Every Vauxhall, Opel and European-spec Chevrolet will be powered by one of three new engine ranges being rolled out by General Motors over a five-year period.
The only exceptions will be a few specialist models like the Chevy Stingray and commercial vehicles.
GM has started to roll out three new engine families which will eventually amount to a total of 13 powertrains. It began with the introduction of a new 1.6-litre petrol unit last year, and the second phase which began at Geneva sees the Zafira Tourer become the first recipient of a new 1.6-litre diesel. GM has made no secret of its intention to bring out a small-capacity engine to match Ford’s acclaimed three-cylinder Ecoboost.
The engines will also feature in an increasing number of GM products in other markets and have the potential to significantly reduce the group’s corporate carbon footprint.
“The 1.6 you are seeing today is the first of our new in-house-designed and -developed mid-size diesels. We are also in-sourcing all the controls. A key element of this engine is that all the technology is ours to own and understand,” says GM Europe vice-president for powertrains, Michael Bly.
“It will have sisters and brothers of different sizes, displacements and power outputs and with different turbochargers and control units. The Cascada will be first to get the new gasoline engine, and there will be smaller gas engines of three or four cylinders and with a turbo or not. They will be introduced in Europe first, but are also for the US and China in future.”
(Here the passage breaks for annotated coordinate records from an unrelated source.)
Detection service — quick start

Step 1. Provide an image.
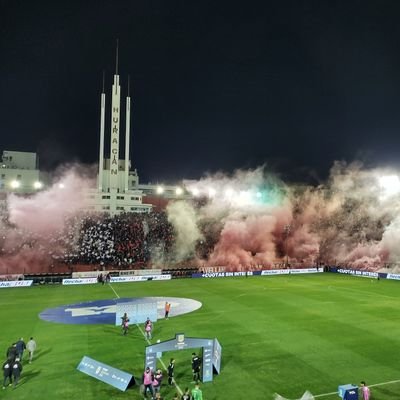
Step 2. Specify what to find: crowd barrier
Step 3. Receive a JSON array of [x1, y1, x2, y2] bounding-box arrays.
[[328, 267, 400, 280]]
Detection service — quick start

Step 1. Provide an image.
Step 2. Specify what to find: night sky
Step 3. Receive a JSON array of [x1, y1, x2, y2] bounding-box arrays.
[[0, 0, 400, 183]]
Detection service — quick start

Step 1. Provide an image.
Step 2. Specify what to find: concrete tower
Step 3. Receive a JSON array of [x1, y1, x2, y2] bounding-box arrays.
[[97, 72, 106, 192], [110, 41, 121, 191], [86, 42, 152, 215]]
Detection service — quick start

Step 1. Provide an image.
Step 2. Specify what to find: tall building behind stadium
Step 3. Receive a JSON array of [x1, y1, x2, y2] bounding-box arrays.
[[0, 48, 191, 215]]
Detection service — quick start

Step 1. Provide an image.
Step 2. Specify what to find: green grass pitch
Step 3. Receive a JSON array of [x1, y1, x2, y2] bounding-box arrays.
[[0, 273, 400, 400]]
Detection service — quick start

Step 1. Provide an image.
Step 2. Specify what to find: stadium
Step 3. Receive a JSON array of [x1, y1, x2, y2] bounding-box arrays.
[[0, 43, 400, 400]]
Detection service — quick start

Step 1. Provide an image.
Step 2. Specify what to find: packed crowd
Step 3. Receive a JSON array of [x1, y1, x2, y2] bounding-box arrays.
[[0, 211, 179, 268]]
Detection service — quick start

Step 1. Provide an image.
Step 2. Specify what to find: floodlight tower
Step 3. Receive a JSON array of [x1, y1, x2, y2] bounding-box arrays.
[[110, 40, 121, 191], [124, 76, 131, 193], [97, 71, 106, 192]]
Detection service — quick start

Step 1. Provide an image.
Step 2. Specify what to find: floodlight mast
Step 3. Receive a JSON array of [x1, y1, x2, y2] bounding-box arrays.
[[283, 224, 292, 268]]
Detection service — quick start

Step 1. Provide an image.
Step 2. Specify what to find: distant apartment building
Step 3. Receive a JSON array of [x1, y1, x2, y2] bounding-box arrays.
[[0, 150, 43, 194]]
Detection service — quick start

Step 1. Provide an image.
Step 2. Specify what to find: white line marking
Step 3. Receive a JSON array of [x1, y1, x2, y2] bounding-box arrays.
[[109, 284, 183, 396], [314, 379, 400, 397], [108, 283, 119, 299]]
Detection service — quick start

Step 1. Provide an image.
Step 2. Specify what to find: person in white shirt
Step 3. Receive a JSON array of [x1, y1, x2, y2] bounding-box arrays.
[[26, 337, 36, 364]]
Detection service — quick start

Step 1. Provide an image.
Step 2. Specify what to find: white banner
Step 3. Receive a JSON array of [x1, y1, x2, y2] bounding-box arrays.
[[0, 280, 33, 289], [261, 268, 323, 275], [63, 278, 97, 285], [386, 274, 400, 281], [337, 268, 379, 278], [111, 274, 171, 283]]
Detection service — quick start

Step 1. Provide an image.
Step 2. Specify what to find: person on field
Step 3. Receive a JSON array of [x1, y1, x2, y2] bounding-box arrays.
[[26, 337, 36, 364], [6, 343, 17, 362], [192, 353, 201, 382], [15, 338, 26, 361], [153, 369, 163, 394], [121, 313, 129, 336], [164, 301, 171, 319], [3, 360, 13, 389], [144, 318, 153, 340], [143, 367, 154, 398], [181, 388, 192, 400], [192, 383, 203, 400], [12, 357, 22, 387], [167, 358, 175, 386], [361, 381, 370, 400]]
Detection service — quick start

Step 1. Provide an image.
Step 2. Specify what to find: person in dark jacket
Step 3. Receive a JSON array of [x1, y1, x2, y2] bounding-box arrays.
[[192, 353, 201, 382], [6, 343, 17, 362], [15, 338, 26, 361], [181, 388, 192, 400], [3, 360, 13, 389], [12, 357, 22, 387], [167, 358, 175, 386]]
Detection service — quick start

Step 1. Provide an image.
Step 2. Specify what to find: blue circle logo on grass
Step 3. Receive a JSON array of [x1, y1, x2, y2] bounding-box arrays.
[[39, 297, 201, 324]]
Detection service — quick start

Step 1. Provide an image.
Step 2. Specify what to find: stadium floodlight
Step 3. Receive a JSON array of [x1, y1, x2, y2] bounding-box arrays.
[[190, 188, 200, 196], [10, 180, 21, 189], [225, 188, 233, 199], [379, 175, 400, 197]]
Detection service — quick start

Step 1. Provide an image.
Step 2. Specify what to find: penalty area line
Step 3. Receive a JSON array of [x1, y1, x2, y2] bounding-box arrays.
[[108, 283, 119, 299], [314, 379, 400, 398]]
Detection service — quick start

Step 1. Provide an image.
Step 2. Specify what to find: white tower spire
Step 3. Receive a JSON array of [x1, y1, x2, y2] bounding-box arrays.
[[125, 75, 131, 193], [110, 40, 121, 191], [97, 71, 106, 191]]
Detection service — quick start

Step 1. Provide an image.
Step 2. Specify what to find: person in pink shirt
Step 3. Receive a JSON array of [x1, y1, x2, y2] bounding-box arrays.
[[361, 381, 370, 400], [144, 318, 153, 340], [143, 367, 154, 398]]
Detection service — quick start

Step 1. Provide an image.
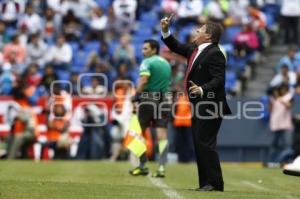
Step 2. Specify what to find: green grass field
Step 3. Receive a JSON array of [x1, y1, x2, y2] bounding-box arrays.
[[0, 161, 300, 199]]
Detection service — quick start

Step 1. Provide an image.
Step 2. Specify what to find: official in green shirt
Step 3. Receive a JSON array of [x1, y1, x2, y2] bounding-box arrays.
[[129, 39, 171, 177]]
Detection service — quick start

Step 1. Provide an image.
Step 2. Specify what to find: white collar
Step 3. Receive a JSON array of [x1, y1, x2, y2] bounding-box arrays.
[[192, 43, 212, 64], [198, 43, 212, 53]]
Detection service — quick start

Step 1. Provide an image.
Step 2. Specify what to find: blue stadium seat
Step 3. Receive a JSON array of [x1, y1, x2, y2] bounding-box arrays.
[[225, 71, 237, 91], [72, 50, 91, 69], [223, 26, 242, 43], [227, 55, 248, 72], [97, 0, 112, 10], [83, 42, 100, 53], [56, 70, 71, 80]]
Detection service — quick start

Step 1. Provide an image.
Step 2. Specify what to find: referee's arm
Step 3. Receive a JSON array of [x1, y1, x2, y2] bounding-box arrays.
[[136, 75, 149, 93]]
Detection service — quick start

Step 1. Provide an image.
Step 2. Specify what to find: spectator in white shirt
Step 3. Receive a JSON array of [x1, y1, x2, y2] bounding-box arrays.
[[27, 33, 48, 68], [228, 0, 249, 24], [0, 0, 23, 26], [90, 7, 108, 41], [48, 35, 72, 70], [270, 65, 297, 88], [83, 77, 106, 97], [280, 0, 300, 44], [19, 4, 42, 33]]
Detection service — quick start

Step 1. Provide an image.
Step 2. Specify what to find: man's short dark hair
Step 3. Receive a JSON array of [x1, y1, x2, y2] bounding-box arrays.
[[205, 21, 223, 44], [144, 39, 159, 55]]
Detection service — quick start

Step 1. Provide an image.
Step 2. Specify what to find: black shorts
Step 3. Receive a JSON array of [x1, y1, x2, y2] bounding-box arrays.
[[138, 94, 171, 129]]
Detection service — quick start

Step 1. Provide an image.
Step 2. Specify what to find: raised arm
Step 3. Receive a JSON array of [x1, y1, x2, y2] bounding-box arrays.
[[160, 14, 191, 58]]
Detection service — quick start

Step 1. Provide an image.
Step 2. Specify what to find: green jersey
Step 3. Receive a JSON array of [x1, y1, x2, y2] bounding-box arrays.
[[140, 55, 171, 93]]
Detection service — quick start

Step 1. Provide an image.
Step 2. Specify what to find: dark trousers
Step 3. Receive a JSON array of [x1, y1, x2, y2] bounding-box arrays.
[[192, 118, 224, 191], [282, 16, 299, 44], [175, 126, 195, 162]]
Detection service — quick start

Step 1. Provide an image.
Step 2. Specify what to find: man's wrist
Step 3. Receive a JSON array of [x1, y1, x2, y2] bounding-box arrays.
[[161, 29, 171, 39], [199, 86, 203, 97]]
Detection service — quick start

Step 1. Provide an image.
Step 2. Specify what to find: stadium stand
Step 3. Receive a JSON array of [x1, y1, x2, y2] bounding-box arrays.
[[0, 0, 300, 162]]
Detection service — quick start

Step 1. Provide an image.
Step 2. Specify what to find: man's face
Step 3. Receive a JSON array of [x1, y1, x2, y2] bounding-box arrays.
[[288, 50, 296, 59], [143, 43, 156, 57], [192, 25, 211, 46]]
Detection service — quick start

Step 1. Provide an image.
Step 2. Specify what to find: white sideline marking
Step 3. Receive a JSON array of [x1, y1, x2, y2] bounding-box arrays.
[[242, 181, 270, 191], [148, 175, 184, 199], [285, 195, 298, 199], [242, 181, 298, 199]]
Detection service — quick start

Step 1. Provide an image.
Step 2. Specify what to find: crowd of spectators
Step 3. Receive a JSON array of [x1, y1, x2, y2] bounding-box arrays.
[[0, 0, 300, 161]]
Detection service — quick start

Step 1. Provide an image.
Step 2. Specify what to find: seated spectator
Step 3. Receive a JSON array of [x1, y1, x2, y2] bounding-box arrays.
[[270, 65, 297, 87], [8, 107, 37, 159], [47, 82, 72, 119], [114, 34, 136, 64], [89, 7, 108, 41], [113, 0, 137, 33], [0, 65, 15, 95], [62, 0, 97, 21], [77, 104, 106, 160], [48, 35, 72, 70], [40, 64, 58, 93], [234, 24, 259, 56], [27, 33, 48, 68], [62, 10, 82, 41], [280, 0, 300, 44], [247, 4, 267, 29], [43, 8, 61, 43], [83, 52, 100, 72], [43, 104, 70, 159], [98, 42, 113, 63], [24, 63, 42, 87], [82, 77, 106, 96], [177, 0, 203, 26], [19, 4, 42, 33], [204, 0, 228, 22], [105, 7, 119, 41], [116, 62, 134, 82], [3, 35, 26, 64], [226, 0, 249, 25], [269, 84, 293, 163], [0, 21, 10, 50], [275, 46, 300, 72], [95, 62, 115, 90], [70, 72, 82, 95], [3, 51, 26, 74], [0, 0, 23, 27]]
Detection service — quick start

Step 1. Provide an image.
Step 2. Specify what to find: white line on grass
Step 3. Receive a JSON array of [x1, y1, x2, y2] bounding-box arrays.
[[285, 195, 298, 199], [242, 181, 270, 191], [148, 175, 184, 199], [242, 181, 298, 199], [131, 162, 184, 199]]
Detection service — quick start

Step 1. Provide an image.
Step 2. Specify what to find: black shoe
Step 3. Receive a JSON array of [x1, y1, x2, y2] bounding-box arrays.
[[152, 170, 166, 178], [199, 184, 223, 192], [129, 167, 149, 176]]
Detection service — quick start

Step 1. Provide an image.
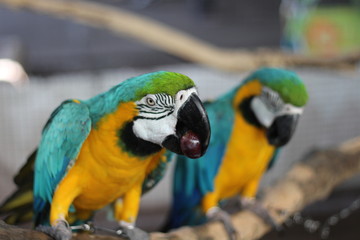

Part of the plan will see GM introduce its first diesel passenger car in America for 25 years when it launches the Chevy Cruze with a 2.0-litre compression-ignition power unit. “There is still a reluctance towards diesels in the US, but things are starting to change,” said Bly.
The new engine families have been designed to fit in with GM’s alternative fuel strategies, including hybridisation and stop-start and compressed natural gas and liquified petroleum gas.